Source: americanlivewire.com
Author: staff
Smoking marijuana does not appear to increase the risk of lung cancer or head-and-neck malignancies, even among heavy users, researchers reported here.
“We expected that we would find that a history of heavy marijuana use, more than 500 to 1,000 uses, would increase the risk of cancer from several years to decades after exposure to marijuana, said Donald Tashkin, M.D., of the University of California in Los Angeles.
But in fact, they reported at the American Thoracic Society meeting here, marijuana use was associated with cancer risk ratios below 1.0, indicating that a history of pot smoking had no effect on the risk for respiratory cancers. Studies have shown that marijuana contains many compounds that when burned, produce about 50% higher concentrations of some carcinogenic chemicals than tobacco cigarettes.
In addition, heavy, habitual marijuana use can produce accelerated malignant change in lung explants, and evidence on bronchial biopsies of pre-malignant histopathologic and molecular changes, Dr. Tashkin said.
The investigators had also previously shown that smoking one marijuana cigarette leads to the deposition in the lungs of four times as much tar as smoking a tobacco cigarette containing the same amount of plant material. Marijuana cigarettes are not filtered and are more loosely packed than tobacco, so there’s less filtration of the tar. In addition, pot smokers hold the smoke in their lungs about four times longer than tobacco smokers do, Dr. Tashkin pointed out.
For the population-based case-control study, they identified cancer cases among people from the ages of 18 to 59, using the Los Angeles County Cancer Surveillance Program registry.
They identified 611 people with lung cancer, 601 with cancers of the head and neck, and 1,040 controls matched by age, gender and neighborhood (as a surrogate for socioeconomic status).
They conducted extensive personal interviews to determine lifetime marijuana use, measured in joint-years, with one joint-year equivalent to 365 marijuana cigarettes. The interviewers also asked participants about tobacco use, alcohol consumption, use of other drugs, socioeconomic status, diet, occupation, and family history of cancer.
The investigators also used logistic regression to estimate the effect of marijuana use on lung cancer risk, adjusting for age, gender, race/ethnicity, education, and cumulative tobacco smoking and alcohol use.
They found that the heaviest users in the study had smoked more than 60 joint years worth of marijuana, or more than 22,000 joints in their lifetime. Moderately heavy users smoked between 11,000 and 22,000 joints.
Despite the heavy use, “in no category was there any increased risk, nor was there any suggestion that smoking more led to a higher odds ratio,” he continued. “There was no dose-responsiveness,not even a suggestion of a dose response”and in all types of cancer except one, oral cancer, the odds ratios were less than one.”
In contrast, tobacco smoking was associated with increased risk for all cancers, and there was a “powerful” dose-response relationship. People who smoked more than two packs of cigarettes per day had a 21-fold risk for cancer, as opposed to a less than one-fold risk for marijuana, Dr.

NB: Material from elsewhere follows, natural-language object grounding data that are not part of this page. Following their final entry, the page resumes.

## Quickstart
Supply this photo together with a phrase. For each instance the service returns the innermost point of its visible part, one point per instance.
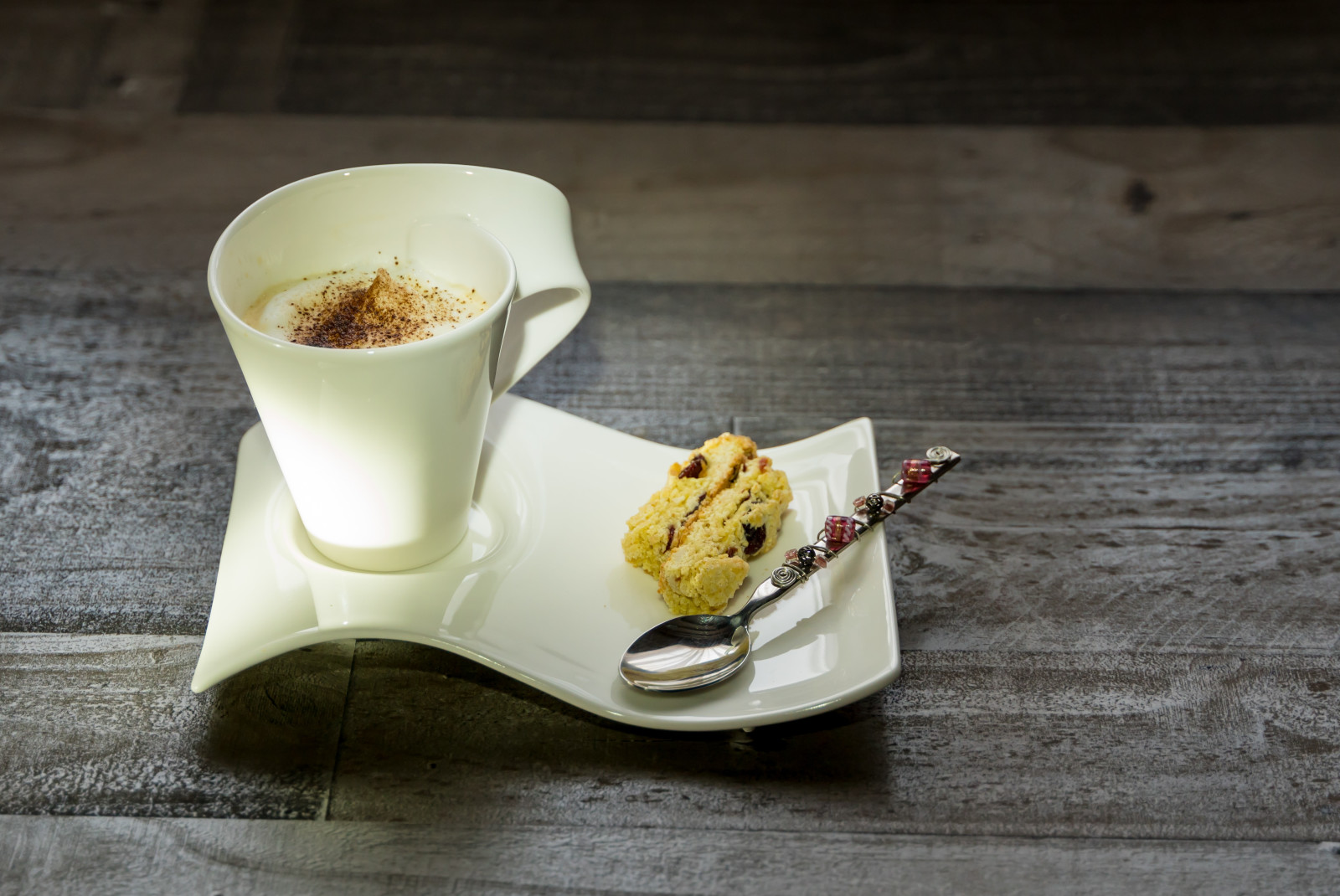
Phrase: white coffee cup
(381, 446)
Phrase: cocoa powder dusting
(379, 314)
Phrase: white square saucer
(539, 588)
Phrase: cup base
(399, 559)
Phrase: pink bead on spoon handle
(688, 652)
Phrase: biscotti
(697, 541)
(689, 485)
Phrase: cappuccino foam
(363, 310)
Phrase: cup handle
(551, 291)
(536, 323)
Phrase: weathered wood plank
(1142, 536)
(142, 66)
(107, 725)
(998, 742)
(1072, 207)
(121, 411)
(1157, 63)
(51, 49)
(147, 857)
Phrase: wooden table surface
(1110, 284)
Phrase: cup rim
(479, 322)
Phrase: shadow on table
(429, 735)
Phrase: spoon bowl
(687, 652)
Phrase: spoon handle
(842, 532)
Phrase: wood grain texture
(107, 725)
(147, 857)
(1141, 536)
(1056, 208)
(851, 60)
(1145, 471)
(1002, 744)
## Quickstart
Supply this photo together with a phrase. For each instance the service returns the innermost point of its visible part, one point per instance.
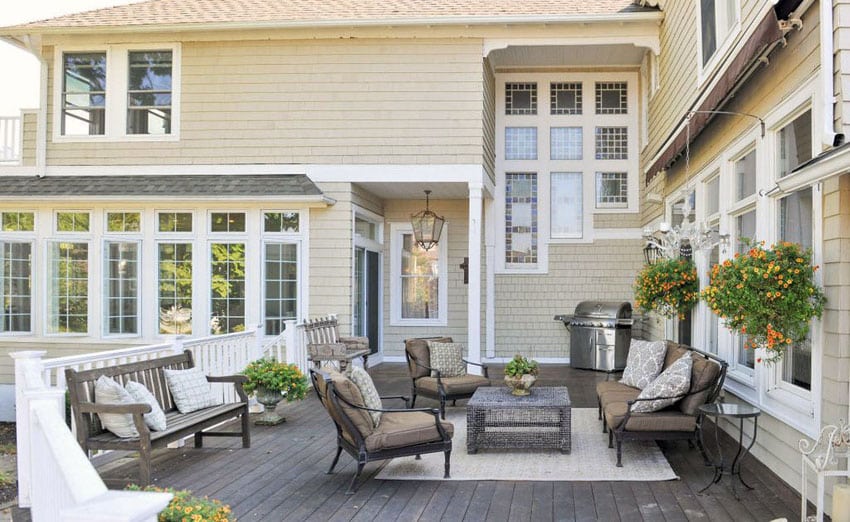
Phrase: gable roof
(158, 13)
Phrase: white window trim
(397, 230)
(116, 92)
(723, 49)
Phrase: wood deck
(282, 477)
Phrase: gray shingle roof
(189, 186)
(328, 12)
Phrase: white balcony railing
(67, 482)
(10, 140)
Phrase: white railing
(69, 487)
(10, 139)
(69, 480)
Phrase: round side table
(721, 465)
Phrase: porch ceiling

Tashkin said.
“When we restricted the analysis to those who didn’t smoke any tobacco we found the same results, and when we looked for interaction between tobacco and smoking ”would marijuana increase the risk, potentiate the carcinogenic effect of tobacco”we didn’t find that, nor did we find a protective effect against the effect of tobacco, which is very important, because the majority of marijuana smokers also smoke tobacco,” he commented.
It’s possible that tetrahydrocannabinol (THC) in marijuana smoke may encourage apoptosis, or programmed cell death, causing cells to die off before they have a chance to undergo malignant transformation, he said.
Note: Reviewed by Robert Jasmer, MD; Associate Clinical Professor of Medicine, University of California, San Francisco.